Se non discute il Pd sparisce
PAOLO CREPET
Una sensazione imbarazzante si nasconde nel dramma che affonda il pur necessario dibattito all’interno del Partito democratico. Un’ingessatura, quasi formale, ossessionata e rincorsa da statistiche impietose che inquadrano una realtà in lenta, quasi fatale, discesa. Nanni Moretti in “Palombella rossa” ha illustrato mirabilmente la metafora della fine di un’era, quella del Pci, che aveva stravolto le emozioni di milioni di persone, più di quelle che avevano votato o simpatizzato per le idee che quel partito rappresentava.

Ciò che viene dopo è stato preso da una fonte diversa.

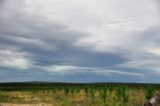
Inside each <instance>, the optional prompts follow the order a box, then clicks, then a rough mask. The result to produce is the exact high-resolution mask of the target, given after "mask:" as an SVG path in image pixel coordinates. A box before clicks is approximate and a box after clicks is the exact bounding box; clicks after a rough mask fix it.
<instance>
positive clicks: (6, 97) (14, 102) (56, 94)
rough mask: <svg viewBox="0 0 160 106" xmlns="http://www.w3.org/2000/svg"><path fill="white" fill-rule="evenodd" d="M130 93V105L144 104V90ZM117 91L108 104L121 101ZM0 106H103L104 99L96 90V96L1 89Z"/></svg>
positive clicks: (117, 102) (61, 92)
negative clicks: (117, 97)
mask: <svg viewBox="0 0 160 106" xmlns="http://www.w3.org/2000/svg"><path fill="white" fill-rule="evenodd" d="M127 93H128V94H129V101H128V106H143V103H144V102H145V96H144V91H143V90H138V89H137V90H133V89H130V90H128V91H127ZM115 97H116V94H115V91H112V92H110V95H109V97H108V98H107V100H106V103H107V104H108V105H107V106H113V105H114V104H116V106H118V103H119V102H121V101H117V100H116V99H115ZM0 103H1V105H0V106H102V100H101V99H100V97H99V92H98V91H97V92H96V95H95V97H94V98H93V100H92V98H91V97H86V94H85V92H84V91H83V90H81V91H80V92H79V93H74V94H73V95H72V94H68V96H65V95H64V92H63V91H62V90H60V91H56V92H55V93H54V92H41V91H39V92H35V93H33V92H29V91H28V92H26V91H25V92H24V91H16V92H6V91H5V92H4V91H3V92H1V91H0Z"/></svg>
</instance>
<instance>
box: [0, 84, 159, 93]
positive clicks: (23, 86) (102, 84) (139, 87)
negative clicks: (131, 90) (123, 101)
mask: <svg viewBox="0 0 160 106" xmlns="http://www.w3.org/2000/svg"><path fill="white" fill-rule="evenodd" d="M72 86H75V87H79V88H84V87H86V86H94V87H95V88H101V87H103V86H105V87H111V88H112V87H113V88H114V87H118V86H126V87H128V88H132V89H145V88H147V87H149V86H150V87H153V88H154V89H160V84H151V83H62V82H61V83H59V82H10V83H0V90H5V91H14V90H36V89H38V90H39V89H42V90H45V89H47V90H48V89H63V87H72Z"/></svg>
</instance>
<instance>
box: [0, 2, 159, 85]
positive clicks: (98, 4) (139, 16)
mask: <svg viewBox="0 0 160 106" xmlns="http://www.w3.org/2000/svg"><path fill="white" fill-rule="evenodd" d="M159 76H160V2H159V0H0V82H13V81H18V82H19V81H56V82H57V81H59V82H154V83H160V78H159Z"/></svg>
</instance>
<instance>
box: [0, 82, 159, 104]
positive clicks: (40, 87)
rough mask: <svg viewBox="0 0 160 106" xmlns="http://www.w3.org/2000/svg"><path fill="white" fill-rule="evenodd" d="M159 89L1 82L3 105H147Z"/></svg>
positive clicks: (91, 85) (60, 84)
mask: <svg viewBox="0 0 160 106" xmlns="http://www.w3.org/2000/svg"><path fill="white" fill-rule="evenodd" d="M159 90H160V85H157V84H152V85H150V86H148V85H147V84H124V83H123V84H120V83H113V84H112V83H101V84H72V83H65V84H63V83H1V84H0V104H3V105H4V106H5V104H6V103H7V105H8V104H16V105H18V104H30V105H35V104H45V105H46V106H47V105H51V106H52V105H54V106H77V105H78V106H143V104H144V102H145V101H146V100H147V99H149V98H150V97H151V96H153V94H154V93H156V92H159ZM7 105H6V106H7Z"/></svg>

Oggi i numeri fanno pensare che la “crisi” sia meno rilevante e molti che vengono, direttamente o no, da quella tradizione culturale reagiscono con egoismo, convinti che ciò che si discute riguardi una minoranza residuale. L’indifferenza è una cifra individuale e collettiva di quanto sta accadendo. La stessa discussione dentro e attorno al Pd lo dimostra: l’elegante passo indietro di Maurizio de Giovanni da un organo importante di quel partito è avvenuto senza la giusta eco, quasi in sordina. Omettere per sopravvivere, agevolare la rimozione per annientare memoria e responsabilità. Come la vicenda del Qatargate, vissuta con evidente irritazione come se occorresse rimarcare, a ogni emplosione derubricata a cronaca, che non si devono disturbare i manovratori.

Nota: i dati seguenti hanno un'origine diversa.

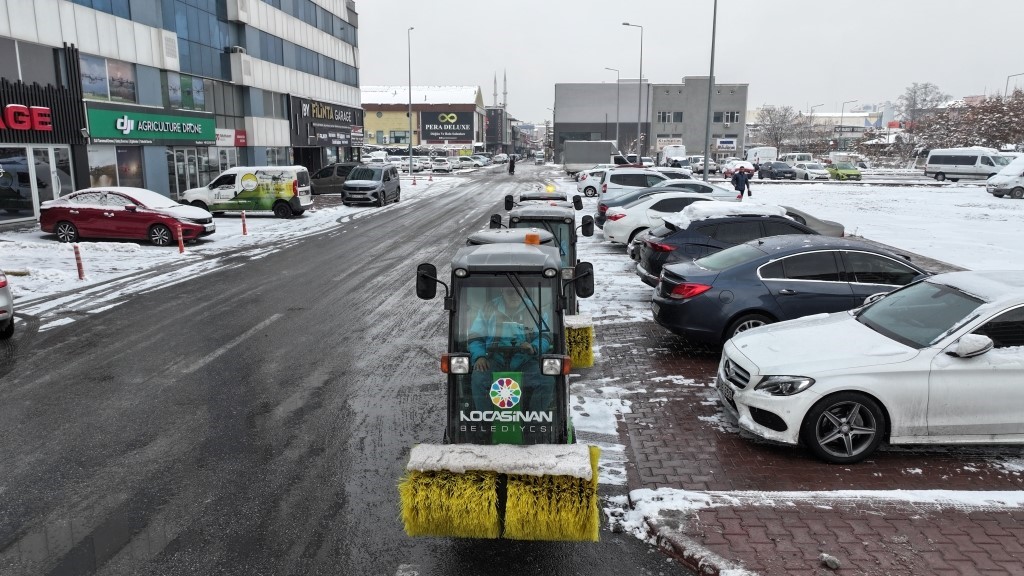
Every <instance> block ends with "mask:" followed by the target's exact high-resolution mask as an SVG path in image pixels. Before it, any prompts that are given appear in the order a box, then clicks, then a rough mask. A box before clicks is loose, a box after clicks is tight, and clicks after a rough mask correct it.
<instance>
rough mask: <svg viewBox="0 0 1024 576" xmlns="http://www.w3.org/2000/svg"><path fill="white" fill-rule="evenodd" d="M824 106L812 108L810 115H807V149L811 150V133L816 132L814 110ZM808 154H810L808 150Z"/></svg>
mask: <svg viewBox="0 0 1024 576" xmlns="http://www.w3.org/2000/svg"><path fill="white" fill-rule="evenodd" d="M823 106H824V105H823V104H816V105H814V106H812V107H811V112H810V114H808V115H807V148H808V149H810V148H811V131H812V130H814V109H815V108H821V107H823ZM807 152H810V150H808V151H807Z"/></svg>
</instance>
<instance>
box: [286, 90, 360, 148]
mask: <svg viewBox="0 0 1024 576" xmlns="http://www.w3.org/2000/svg"><path fill="white" fill-rule="evenodd" d="M291 111H292V116H291V121H292V122H291V124H292V146H297V147H321V148H323V147H335V146H342V147H349V146H356V147H357V146H362V138H361V134H360V136H359V138H358V141H357V142H356V141H355V139H356V138H355V137H354V129H355V128H356V127H358V128H359V129H360V130H361V128H362V111H361V110H358V109H354V108H349V107H347V106H341V105H337V104H329V102H322V101H316V100H311V99H309V98H300V97H298V96H291Z"/></svg>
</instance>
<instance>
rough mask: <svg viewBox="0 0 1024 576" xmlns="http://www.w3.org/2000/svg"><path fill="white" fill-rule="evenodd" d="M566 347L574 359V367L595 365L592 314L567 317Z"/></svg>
mask: <svg viewBox="0 0 1024 576" xmlns="http://www.w3.org/2000/svg"><path fill="white" fill-rule="evenodd" d="M565 349H566V351H567V352H568V355H569V357H570V358H571V359H572V367H573V368H590V367H591V366H593V365H594V322H593V321H592V320H591V318H590V315H587V314H581V315H577V316H566V317H565Z"/></svg>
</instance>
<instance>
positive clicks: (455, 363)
mask: <svg viewBox="0 0 1024 576" xmlns="http://www.w3.org/2000/svg"><path fill="white" fill-rule="evenodd" d="M441 372H444V373H445V374H469V356H468V355H458V356H457V355H454V354H442V355H441Z"/></svg>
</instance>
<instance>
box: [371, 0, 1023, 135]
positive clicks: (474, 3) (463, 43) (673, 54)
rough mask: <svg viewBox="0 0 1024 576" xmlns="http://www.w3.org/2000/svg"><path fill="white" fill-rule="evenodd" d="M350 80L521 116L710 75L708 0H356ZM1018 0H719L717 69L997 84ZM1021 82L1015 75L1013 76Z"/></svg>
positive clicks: (982, 91) (998, 87)
mask: <svg viewBox="0 0 1024 576" xmlns="http://www.w3.org/2000/svg"><path fill="white" fill-rule="evenodd" d="M355 6H356V10H357V11H358V13H359V54H360V61H359V81H360V83H361V84H364V85H367V86H370V85H407V84H408V83H409V60H408V58H407V54H408V50H407V43H406V39H407V30H408V29H409V27H415V30H413V32H412V47H413V85H469V86H479V87H480V88H481V90H482V91H483V100H484V105H486V106H492V105H494V104H495V99H494V78H495V75H496V74H497V76H498V98H499V100H501V99H502V75H503V74H505V73H507V74H508V102H509V110H510V112H511V113H512V115H513V116H515V117H516V118H518V119H520V120H523V121H532V122H543V121H544V120H545V119H550V118H551V112H550V111H548V110H547V109H549V108H554V104H553V102H554V93H555V91H554V85H555V84H556V83H566V82H614V81H615V73H614V72H609V71H606V70H604V68H605V67H608V68H617V69H618V70H620V71H621V76H622V78H624V79H625V78H632V79H634V80H635V79H636V77H637V75H638V71H639V66H640V30H639V29H637V28H627V27H624V26H623V25H622V23H623V22H629V23H631V24H638V25H641V26H643V27H644V30H643V76H644V78H647V79H648V80H649V81H650V82H654V83H673V82H679V81H680V80H681V79H682V78H683V77H684V76H708V73H709V67H710V64H711V63H710V59H711V36H712V34H711V29H712V12H713V6H714V0H647V1H644V2H640V1H638V0H616V1H611V0H519V1H517V2H504V3H502V2H493V1H489V0H488V1H482V2H481V1H467V0H459V1H455V0H430V1H422V0H356V4H355ZM1022 18H1024V0H987V1H984V2H965V1H964V0H859V1H857V2H823V1H821V0H774V1H772V2H752V1H749V0H719V2H718V34H717V43H716V49H715V59H716V61H715V77H716V79H717V81H718V82H720V83H733V84H744V83H745V84H749V85H750V100H749V102H748V104H749V108H750V109H755V108H758V107H760V106H763V105H765V104H768V105H781V106H792V107H794V108H795V109H797V110H803V111H806V110H807V109H808V107H810V106H815V105H818V104H822V105H824V106H822V107H819V108H816V109H815V113H819V112H840V108H841V105H842V102H843V101H845V100H858V101H857V104H853V105H847V107H846V109H847V110H848V111H849V110H850V109H851V108H856V107H857V106H859V104H861V102H864V104H882V102H884V101H885V100H892V101H894V102H895V100H896V99H897V98H898V97H899V96H900V94H902V93H903V92H904V90H905V88H906V87H907V86H909V85H910V84H911V83H913V82H931V83H933V84H936V85H937V86H938V87H939V88H940V89H941V90H942V91H944V92H946V93H948V94H950V95H952V96H954V97H959V96H965V95H975V94H993V93H996V92H998V93H1002V91H1004V89H1005V87H1006V84H1007V81H1008V77H1009V76H1010V75H1014V74H1020V73H1024V59H1022V58H1021V57H1020V50H1019V48H1017V47H1015V42H1016V36H1017V33H1016V32H1015V30H1016V29H1017V26H1018V25H1017V24H1014V23H1020V22H1021V20H1022ZM1009 82H1010V89H1011V90H1013V88H1014V85H1015V84H1016V85H1017V86H1019V87H1022V88H1024V75H1021V76H1017V77H1015V78H1009Z"/></svg>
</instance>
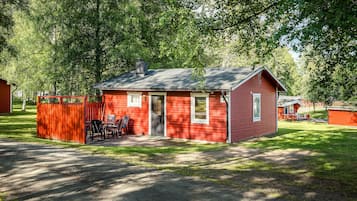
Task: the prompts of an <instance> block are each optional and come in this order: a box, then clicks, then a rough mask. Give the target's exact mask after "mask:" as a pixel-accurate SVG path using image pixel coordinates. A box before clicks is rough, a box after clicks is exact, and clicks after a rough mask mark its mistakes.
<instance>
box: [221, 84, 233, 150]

Ridurre la scena incomoda, affermare che il dolo sia sempre di altri, di pochi. Come se l’eccezione non parlasse metaforicamente della norma. Anche la morte di un intellettuale come Alberto Asor Rosa appare scialbata dall’attuale oratoria dirigenziale: figura evidentemente scomoda per non essere dirottata dal presente. “Parole, parole, parole” la rubrica dell’epistemologo Paolo Fabbri, amico e collega di Umberto Eco, ospitata nell’Unità di vent’anni fa, intuiva il rischio: il parlar generico cela il terrore che qualcosa possa dividere, detesta il confronto non formale. Prevale l’idea di un cerchio di gesso che unisce attorno al nulla. Si scappa dalle antitesi rifugiandosi nel linguaggio conformistico. Invece la realtà preme e chiede implacabilmente alla politica.
Che cosa pensa la futura dirigenza del Pd della sfida energetica: ha ragione Gavino Ledda a prospettare come un incubo il progetto di erigere centinaia di pale eoliche alte 300 metri tutt’attorno alla Sardegna? Come si tutelano il paesaggio e la bellezza? Come trasformare l’abominio per il terrore omicida degli ayatollah iraniani in pratica politica che non si limiti alle sacrosante proteste di piazza a fianco delle donne e dei giovani martiri della libertà? Che dicono i candidati degli affari che il nostro paese fa con l’Iran (quest’anno l’export è aumentato del 16%)? Come valutare il rapporto tra digitale e educazione? Vanno bene anche insegnanti avatar e adolescenti con visore? E il disagio di decine di migliaia di giovani e di genitori come si affronta? Basta il “bonus psicologo” o occorre una nuova rete di servizi competenti?